Analysts lowered price targets on
CVS Health
Thursday after a big insurer said it was turning away from the pharmacy benefit management industry and would use other services to manage its drug benefits.
Blue Shield of California’s decision not to use the PBM, which negotiates prices on behalf of insurers, is a setback for CVS (ticker: CVS) and a potential threat to
Cigna
(CI) and
UnitedHealth Group
(UNH), which also own pharmacy-benefit managers. CVS shares slipped 0.8% in premarket trading to $66.30, after losing 8% in Thursday trading.
Yet many analysts still see CVS as a Buy.

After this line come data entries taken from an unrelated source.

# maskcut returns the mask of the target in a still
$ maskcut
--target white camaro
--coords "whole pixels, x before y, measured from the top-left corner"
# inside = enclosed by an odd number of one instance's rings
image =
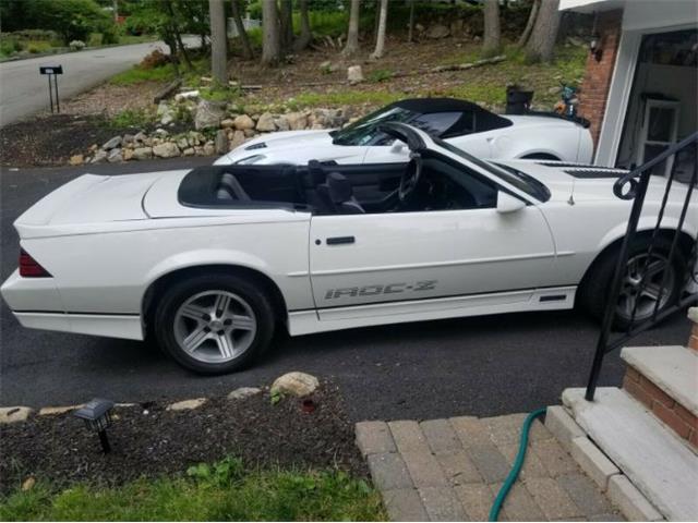
[[[545,159],[589,163],[589,129],[550,113],[500,115],[452,98],[414,98],[390,104],[341,130],[285,131],[245,142],[216,165],[387,163],[408,160],[401,142],[378,131],[402,122],[441,137],[479,158]]]
[[[576,299],[601,315],[630,210],[612,191],[625,171],[493,163],[405,124],[382,131],[408,144],[408,163],[80,177],[16,220],[20,268],[2,296],[25,327],[153,332],[200,373],[250,363],[279,327],[297,336]],[[640,230],[654,227],[664,185],[651,182]],[[686,188],[672,188],[667,231]],[[649,254],[637,236],[619,325],[678,297],[697,232],[694,193],[664,292],[665,271],[640,281],[670,246]]]

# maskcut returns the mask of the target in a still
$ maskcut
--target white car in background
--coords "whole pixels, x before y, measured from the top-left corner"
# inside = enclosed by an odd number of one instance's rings
[[[602,315],[630,214],[613,193],[626,171],[490,162],[405,124],[382,132],[408,144],[409,163],[82,175],[15,221],[20,268],[2,297],[29,328],[153,332],[207,374],[249,364],[278,328],[298,336],[575,303]],[[661,313],[686,285],[695,192],[681,255],[661,264],[687,184],[673,184],[665,230],[648,250],[665,184],[650,181],[621,326]]]
[[[386,122],[407,123],[478,158],[562,160],[590,163],[588,125],[555,113],[495,114],[453,98],[413,98],[390,104],[340,130],[285,131],[257,136],[215,165],[304,166],[408,161],[404,143],[381,132]]]

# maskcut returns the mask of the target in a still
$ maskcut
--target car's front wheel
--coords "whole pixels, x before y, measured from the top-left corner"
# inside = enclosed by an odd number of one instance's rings
[[[201,374],[230,373],[248,365],[269,345],[274,326],[274,308],[262,285],[229,273],[176,283],[155,314],[160,346]]]
[[[651,250],[647,239],[630,245],[622,275],[614,328],[626,330],[634,324],[651,318],[654,311],[661,313],[678,300],[686,262],[679,252],[669,263],[670,251],[671,243],[663,239]],[[580,289],[581,304],[599,320],[603,318],[618,255],[619,250],[615,248],[597,260]]]

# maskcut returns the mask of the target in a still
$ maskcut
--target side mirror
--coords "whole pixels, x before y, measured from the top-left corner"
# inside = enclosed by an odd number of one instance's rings
[[[402,149],[405,148],[405,143],[400,142],[399,139],[396,139],[395,142],[393,142],[393,146],[390,147],[390,153],[394,154],[399,154],[402,153]]]
[[[497,212],[501,215],[516,212],[517,210],[521,210],[524,207],[526,207],[526,203],[516,196],[512,196],[503,191],[497,193]]]

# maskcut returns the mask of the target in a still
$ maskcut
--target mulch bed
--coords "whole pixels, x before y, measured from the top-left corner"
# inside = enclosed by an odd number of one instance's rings
[[[97,115],[50,114],[12,123],[0,127],[0,165],[65,165],[71,156],[124,132],[129,130],[106,127]]]
[[[290,397],[273,405],[267,391],[243,400],[209,399],[190,411],[167,411],[164,404],[117,408],[118,419],[108,430],[112,451],[106,455],[97,435],[72,413],[0,425],[0,491],[29,476],[58,486],[119,485],[183,473],[227,455],[248,467],[338,467],[366,477],[338,390],[324,382],[311,399],[312,413]]]

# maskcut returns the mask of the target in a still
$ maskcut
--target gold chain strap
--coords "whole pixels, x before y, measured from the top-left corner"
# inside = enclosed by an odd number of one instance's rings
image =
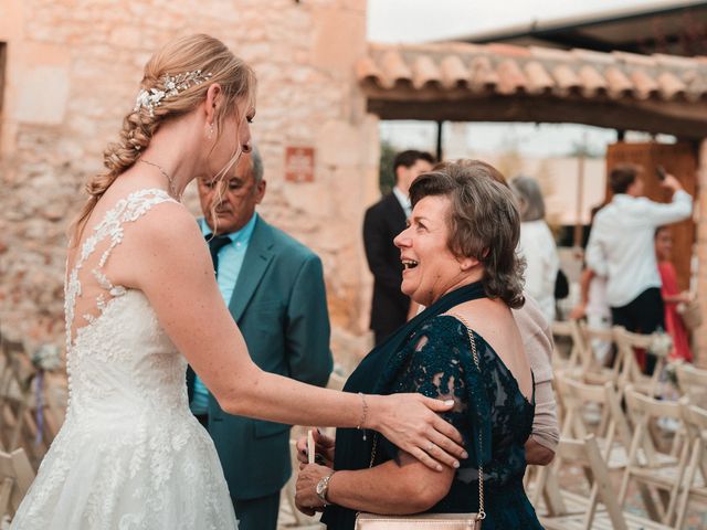
[[[482,367],[478,362],[478,353],[476,352],[476,341],[474,340],[474,333],[472,332],[472,327],[468,325],[464,317],[460,315],[450,314],[457,320],[462,321],[466,327],[466,332],[468,335],[468,341],[472,344],[472,356],[474,357],[474,364],[476,364],[476,369],[481,372]],[[478,430],[478,452],[482,453],[482,430]],[[376,462],[376,448],[378,447],[378,433],[373,435],[373,447],[371,448],[371,462],[368,467],[373,467],[373,462]],[[481,457],[481,455],[479,455]],[[486,519],[486,511],[484,511],[484,466],[478,466],[478,519]]]

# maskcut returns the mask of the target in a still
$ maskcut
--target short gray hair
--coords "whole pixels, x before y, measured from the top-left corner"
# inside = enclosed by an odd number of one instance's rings
[[[261,151],[257,150],[257,147],[253,146],[251,149],[251,173],[253,174],[253,179],[257,184],[261,180],[263,180],[263,174],[265,173],[265,169],[263,168],[263,158],[261,157]]]
[[[516,177],[510,181],[510,189],[521,201],[520,220],[538,221],[545,219],[545,200],[540,183],[532,177]]]
[[[489,298],[500,298],[514,309],[521,307],[525,261],[516,253],[520,216],[504,176],[481,160],[441,162],[410,187],[413,206],[435,195],[451,202],[450,251],[482,263],[482,283]]]

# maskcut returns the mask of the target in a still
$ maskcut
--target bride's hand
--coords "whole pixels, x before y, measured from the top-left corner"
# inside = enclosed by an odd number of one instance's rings
[[[462,435],[437,415],[450,411],[454,401],[422,394],[367,395],[365,399],[370,406],[370,422],[365,426],[382,433],[431,469],[441,471],[442,464],[457,468],[458,458],[468,457],[461,445]]]

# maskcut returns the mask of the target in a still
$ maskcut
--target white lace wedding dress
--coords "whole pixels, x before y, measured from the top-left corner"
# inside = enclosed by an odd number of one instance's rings
[[[68,274],[66,418],[12,529],[238,526],[213,443],[189,412],[187,361],[145,295],[113,285],[103,273],[124,225],[166,201],[172,199],[162,190],[119,201],[86,239]],[[77,317],[81,325],[72,330],[76,300],[88,307],[88,296],[95,310]]]

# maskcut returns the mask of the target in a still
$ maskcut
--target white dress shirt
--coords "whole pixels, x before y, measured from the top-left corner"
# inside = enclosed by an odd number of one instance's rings
[[[525,290],[538,304],[548,322],[555,320],[555,282],[560,268],[555,237],[539,219],[520,223],[518,253],[526,258]]]
[[[587,265],[605,276],[606,301],[623,307],[646,289],[661,287],[655,259],[655,229],[682,221],[693,211],[693,198],[678,190],[664,204],[645,197],[618,193],[594,218]]]

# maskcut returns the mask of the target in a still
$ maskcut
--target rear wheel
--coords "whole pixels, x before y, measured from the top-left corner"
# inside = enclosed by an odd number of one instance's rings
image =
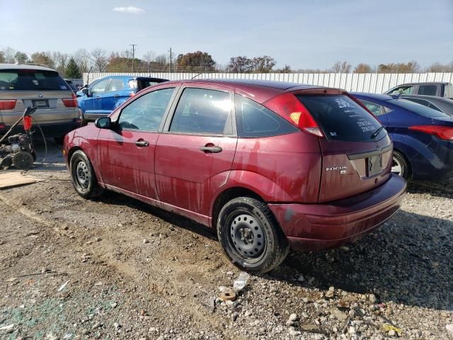
[[[239,197],[220,210],[217,234],[226,256],[243,271],[262,273],[280,264],[289,249],[269,207]]]
[[[394,151],[394,157],[391,164],[391,172],[399,175],[407,180],[411,176],[409,162],[406,157],[398,151]]]
[[[69,169],[72,184],[79,195],[84,198],[93,198],[102,194],[103,188],[98,183],[91,162],[83,151],[72,154]]]

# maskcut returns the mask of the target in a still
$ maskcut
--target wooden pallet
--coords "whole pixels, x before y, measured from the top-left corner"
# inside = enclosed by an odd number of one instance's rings
[[[44,179],[35,178],[28,176],[21,175],[19,171],[4,172],[0,171],[0,189],[6,189],[13,186],[24,186],[45,181]]]

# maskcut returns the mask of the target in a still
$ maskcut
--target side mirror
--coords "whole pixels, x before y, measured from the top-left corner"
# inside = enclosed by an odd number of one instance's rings
[[[94,125],[99,129],[111,129],[112,120],[110,117],[101,117],[94,121]]]

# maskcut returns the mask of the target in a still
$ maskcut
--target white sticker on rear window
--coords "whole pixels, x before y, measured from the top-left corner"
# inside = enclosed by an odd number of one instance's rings
[[[338,104],[338,107],[340,108],[348,108],[348,107],[350,107],[351,106],[349,105],[349,103],[348,103],[346,101],[345,101],[343,98],[335,98],[335,102]]]

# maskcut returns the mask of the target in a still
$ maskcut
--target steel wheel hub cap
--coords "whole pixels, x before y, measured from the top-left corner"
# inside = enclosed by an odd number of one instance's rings
[[[84,162],[80,162],[76,169],[77,181],[84,188],[87,188],[90,183],[90,171]]]
[[[253,216],[248,214],[236,216],[231,222],[230,232],[236,250],[243,256],[254,258],[263,253],[264,232]]]
[[[391,164],[391,172],[398,175],[401,174],[401,164],[398,159],[394,157],[393,163]]]

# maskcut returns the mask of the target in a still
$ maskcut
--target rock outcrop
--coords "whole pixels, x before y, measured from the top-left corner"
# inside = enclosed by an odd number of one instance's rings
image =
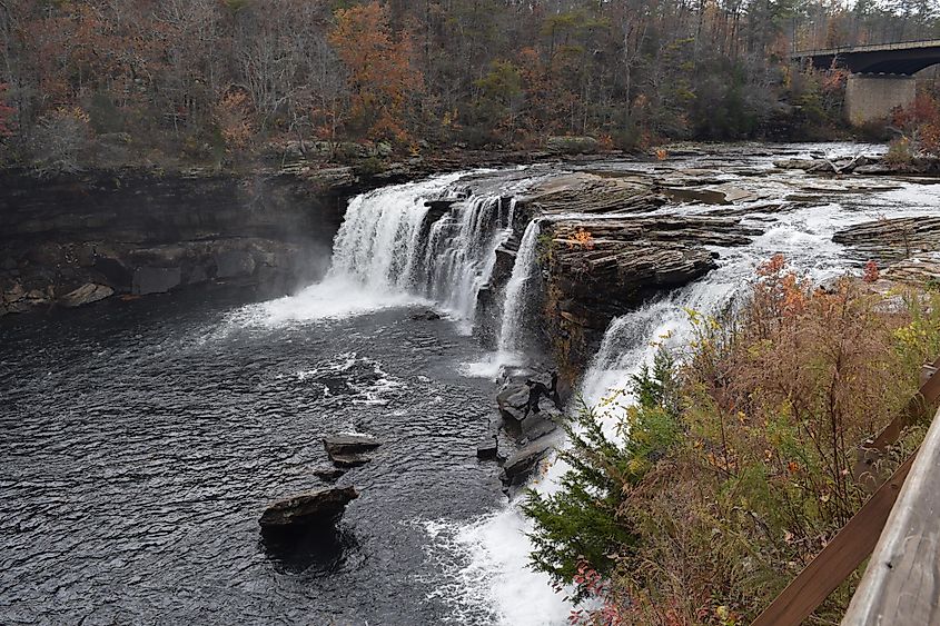
[[[855,155],[854,157],[839,159],[815,157],[812,159],[779,160],[774,161],[773,165],[780,169],[801,169],[807,173],[820,175],[940,175],[940,158],[930,156],[913,156],[901,161],[891,161],[877,155]]]
[[[344,193],[285,176],[0,171],[0,315],[207,285],[285,294],[325,270]]]
[[[705,246],[741,246],[760,232],[732,217],[556,221],[543,254],[556,362],[582,368],[614,317],[713,269]]]
[[[329,460],[338,467],[349,468],[372,460],[366,454],[375,450],[382,441],[364,435],[330,435],[323,439]]]
[[[868,221],[840,230],[832,240],[854,249],[862,260],[894,262],[940,250],[940,217]]]
[[[542,437],[515,451],[503,464],[502,480],[508,489],[520,487],[545,456],[555,447],[555,441]]]
[[[358,497],[354,487],[300,494],[268,506],[258,523],[265,529],[333,525],[346,510],[346,505]]]

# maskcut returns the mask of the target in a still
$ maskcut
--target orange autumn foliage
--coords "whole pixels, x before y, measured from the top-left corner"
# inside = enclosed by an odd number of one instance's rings
[[[406,105],[424,85],[407,33],[393,38],[388,10],[369,2],[338,10],[329,42],[349,70],[352,123],[369,139],[407,142]]]

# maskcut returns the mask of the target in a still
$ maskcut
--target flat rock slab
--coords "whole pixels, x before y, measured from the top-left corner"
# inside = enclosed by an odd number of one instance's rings
[[[339,467],[317,467],[314,469],[314,476],[327,483],[336,483],[344,474],[346,474],[346,470]]]
[[[278,500],[270,505],[258,523],[261,528],[289,528],[334,524],[346,505],[359,497],[354,487],[318,489]]]
[[[503,481],[508,485],[518,485],[525,480],[538,461],[554,448],[554,445],[555,441],[552,438],[543,437],[516,450],[503,465]]]
[[[335,456],[357,455],[374,450],[382,445],[382,441],[365,435],[330,435],[323,438],[323,446],[329,458],[336,460]]]
[[[329,455],[329,459],[336,464],[337,467],[359,467],[372,460],[372,457],[366,455]]]
[[[499,446],[496,443],[496,437],[485,439],[476,445],[476,458],[479,460],[499,459]]]

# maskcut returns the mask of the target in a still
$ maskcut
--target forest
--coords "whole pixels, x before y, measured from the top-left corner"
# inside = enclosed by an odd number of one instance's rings
[[[0,0],[0,159],[830,138],[845,74],[791,53],[927,38],[932,0]]]

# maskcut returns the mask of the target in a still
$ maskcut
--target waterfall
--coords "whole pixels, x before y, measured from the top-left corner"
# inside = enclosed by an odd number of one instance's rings
[[[459,193],[467,172],[393,185],[349,201],[326,278],[267,305],[270,322],[342,317],[389,306],[435,304],[469,331],[514,202]],[[435,208],[428,201],[438,201]]]
[[[524,345],[522,330],[526,321],[526,305],[530,302],[532,296],[528,287],[538,270],[538,265],[535,262],[535,254],[538,248],[540,232],[541,227],[537,220],[528,222],[520,242],[518,252],[516,252],[513,274],[506,284],[503,324],[499,328],[501,352],[518,352]]]

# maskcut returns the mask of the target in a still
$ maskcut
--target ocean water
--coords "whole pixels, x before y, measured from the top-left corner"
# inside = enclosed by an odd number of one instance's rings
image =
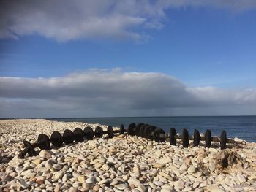
[[[238,137],[247,142],[256,142],[256,116],[214,116],[214,117],[142,117],[142,118],[90,118],[50,119],[60,121],[78,121],[100,123],[112,126],[124,124],[127,128],[129,123],[148,123],[163,128],[168,132],[173,127],[178,133],[187,128],[193,134],[194,129],[204,133],[210,129],[212,136],[220,136],[225,130],[227,137]]]

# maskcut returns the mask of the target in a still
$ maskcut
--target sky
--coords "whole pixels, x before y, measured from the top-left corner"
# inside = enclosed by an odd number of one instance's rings
[[[0,1],[0,118],[256,115],[254,0]]]

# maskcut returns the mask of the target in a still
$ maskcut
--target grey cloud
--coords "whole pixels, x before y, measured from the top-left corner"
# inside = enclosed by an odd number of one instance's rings
[[[221,115],[248,107],[255,112],[255,104],[256,89],[189,88],[161,73],[114,69],[52,78],[0,77],[2,118]]]
[[[161,29],[170,8],[211,7],[233,11],[255,9],[254,0],[3,0],[0,39],[39,34],[61,42],[115,38],[147,40],[140,28]],[[139,29],[138,29],[139,28]]]

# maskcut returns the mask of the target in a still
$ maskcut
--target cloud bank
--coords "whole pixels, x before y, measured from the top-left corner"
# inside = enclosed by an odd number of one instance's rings
[[[192,88],[161,73],[0,77],[0,118],[255,115],[255,104],[256,89]]]
[[[255,0],[3,0],[0,39],[40,35],[60,42],[114,38],[144,41],[148,29],[165,26],[172,8],[214,7],[231,11],[255,9]]]

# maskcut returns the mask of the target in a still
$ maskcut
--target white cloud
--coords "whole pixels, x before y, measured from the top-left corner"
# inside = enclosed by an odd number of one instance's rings
[[[161,29],[170,8],[210,7],[255,9],[255,0],[4,0],[0,39],[39,34],[61,42],[77,39],[147,39],[143,29]]]
[[[2,118],[255,115],[255,104],[256,89],[189,88],[161,73],[115,69],[52,78],[0,77]]]

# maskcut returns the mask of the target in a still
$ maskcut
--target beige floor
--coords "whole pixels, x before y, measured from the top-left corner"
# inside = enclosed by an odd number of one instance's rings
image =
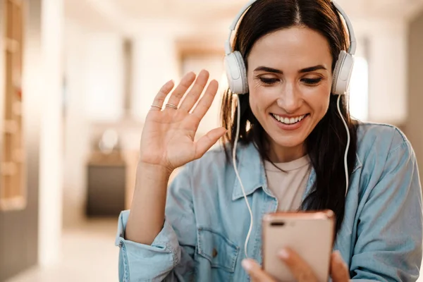
[[[94,221],[65,231],[62,259],[55,266],[35,267],[7,282],[116,282],[118,247],[114,246],[117,222]]]
[[[6,282],[117,281],[116,224],[94,221],[64,231],[62,259],[56,266],[36,267]],[[423,277],[417,282],[423,282]]]

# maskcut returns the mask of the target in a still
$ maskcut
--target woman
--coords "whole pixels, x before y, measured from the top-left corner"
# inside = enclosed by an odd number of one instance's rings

“We would be buyers of CVS and CI on today’s weakness,” said Mizuho analysts Anne Hynes and Dillon NIssan in a note on Thursday. With regards to Blue Shield’s plan to source more drugs from
Amazon.com
and others, “we are skeptical this model will gain widespread traction.”
Raymond James analysts led by John W. Ransom agreed. “While we understand the knee-jerk market reaction, we do not think it’s likely that many other large organizations will follow Blue Cross of California in the short term until they see if this arrangement can actually deliver the proposed savings and avoid execution snafus,” they wrote in a note.
RBC Capital Markets lowered their price target on CVS to $91 from $102, but still rate the stock a Buy.
Deutsche Bank analysts Pragya Gupta, George Hill and Maxi Ma struck a different tone. They expect others to move away from PBMs as well, though perhaps in different ways. They have a Hold rating on CVS.